458336 Scale-up of HME Process from a Trilobed 16mm to a Bilobed 27mm Extruder; SPH Simulations and 1D Mechanistic Modelling

Wednesday, November 16, 2016: 1:14 PM
Continental 5 (Hilton San Francisco Union Square)
Josip Matić1, Stephan Laske2, Amrit Paudel3, François Pfefferlé4, Jessica Lovey Martinetti4, Sophie Martel4 and Johannes G. Khinast1, (1)Institute of Process and Particle Engineering, Graz University of Technology, Graz, Austria, (2)Area 3 - Continuous Manufacturing, Research Center Pharmaceutical Engineering, Graz, Austria, (3)Research Center Pharmaceutical Engineering (RCPE), Graz, Austria, (4)DEBIOPHARM RESEARCH & MANUFACTURING S.A., Martigny, Switzerland


Hot melt extrusion (HME) is a continuous manufacturing process primarily using co-rotating intermeshing twin-screw extruders (TSE). The continuous manufacturing nature of the process allows for a steady product quality and a decrease in production costs. Furthermore, the process has the potential of increasing the bioavailability of poorly soluble drugs by enabling manufacturing of amorphous solid dispersions, making it interesting to the pharmaceutical industry. Although the process has been used in the polymer and rubber industry for years it is still not well enough understood and fairly new in the pharmaceutical industry. Especially the technical transfer between different extruder scales (scale-up) is still an open question.


Simulation of extruders via traditional CFD is prohibitively complex, due to the small gaps, the complex rheology and, especially, due to the free surfaces that occur in the not-fully-filled screw elements. In order to better understand the process conditions and product quality relationships, 1D mechanistic and 3D smoothed particle hydrodynamics (SPH)[1] simulation approaches and the established scale-up theory were used. Standard 3D mesh-based computational fluid dynamics (CFD) models struggle with the complex rotating intermeshing TSE geometry, and lack the ability to investigate partially filed TSE elements[2]. The 1D mechanistic model is able to simulate the HME process as a whole, giving information about the filling degree, pressure and temperature distribution, as well as the specific mechanical energy input (SMEC) across the screw configuration[3]. In order to setup the 1D model, the individual screw elements have to be characterized by determining the inherent conveying capacity and the pressure build up capacity[4]. The characterization is done using the mesh-free SPH simulation approach, giving additional insight into the mixing and sheer rate distribution for every screw element, allowing for a comparison between triple- and double-threaded extruder screw elements.

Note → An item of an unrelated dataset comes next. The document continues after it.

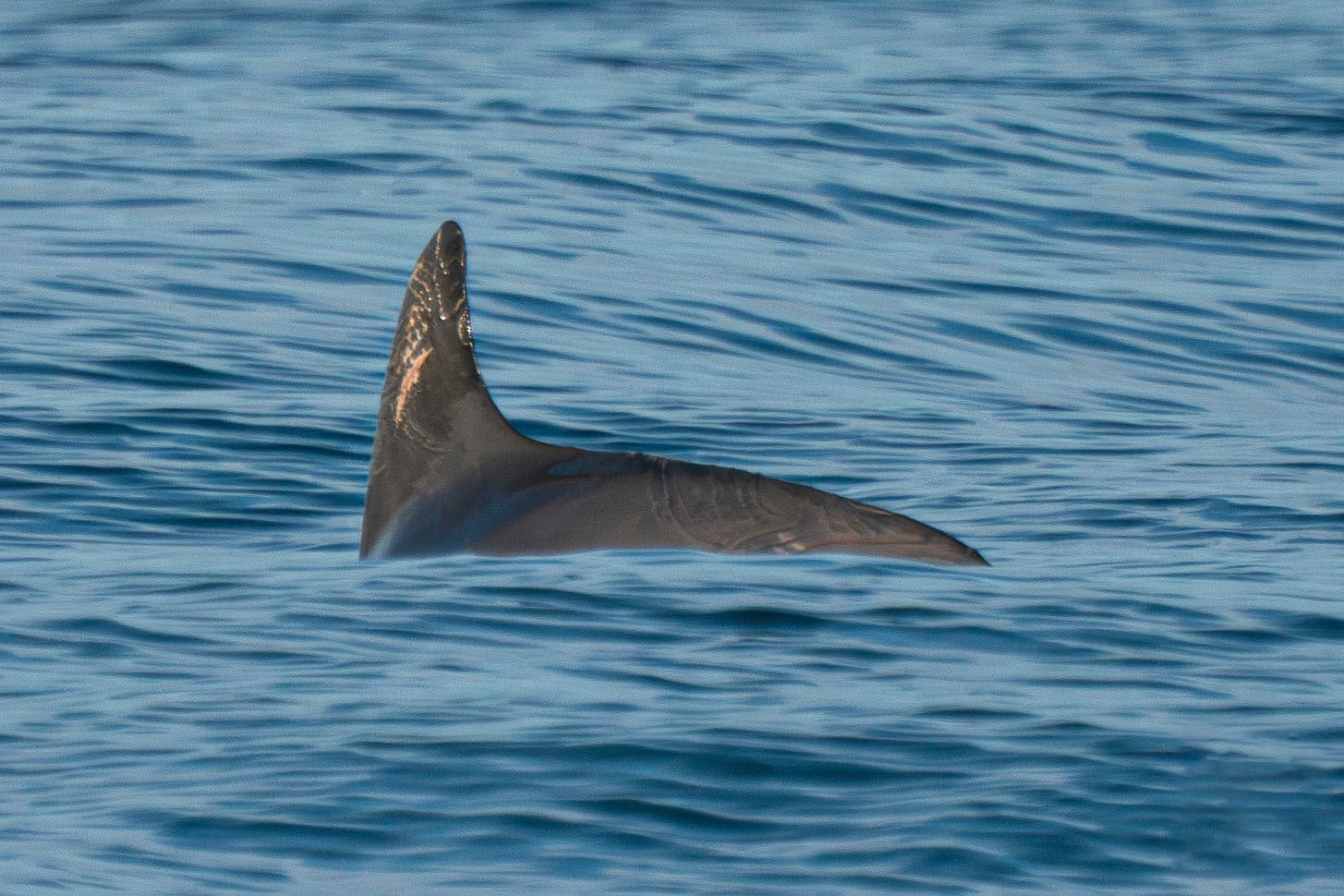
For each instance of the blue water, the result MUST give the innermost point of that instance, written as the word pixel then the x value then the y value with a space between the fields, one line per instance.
pixel 1062 283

An HME process on a trilobed 16mm and a bilobed 27mm extruder, with five different materials, was investigated, providing recommendations for the process setup. Additionally, a scale-up scenario was investigated, using the proposed scale-up laws with an in-silico process DoE, with an experimental validation.


[1] J. J. Monaghan, “Smoothed particle hydrodynamics,” Reports Prog. Phys., vol. 68, no. 8, pp. 1703–1759, Aug. 2005.

[2] M. Bierdel, “Computational Fluid Dynamics,” in Co-Rotating Twin-Screw Extruders, K. Kohlgrüber, Ed. Munich: Carl Hanser Publishers, 2008.

[3] A. Eitzlmayr, G. Koscher, G. Reynolds, Z. Huang, J. Booth, P. Shering, and J. Khinast, “Mechanistic Modeling of Modular Co-Rotating Twin-Screw Extruders,” Int. J. Pharm., vol. 474, no. 1–2, pp. 157–176, 2014.

[4] K. Kohlgrüber, Co-Rotating Twin-Screw Extruders. Munich: Carl Hanser Publishers, 2008.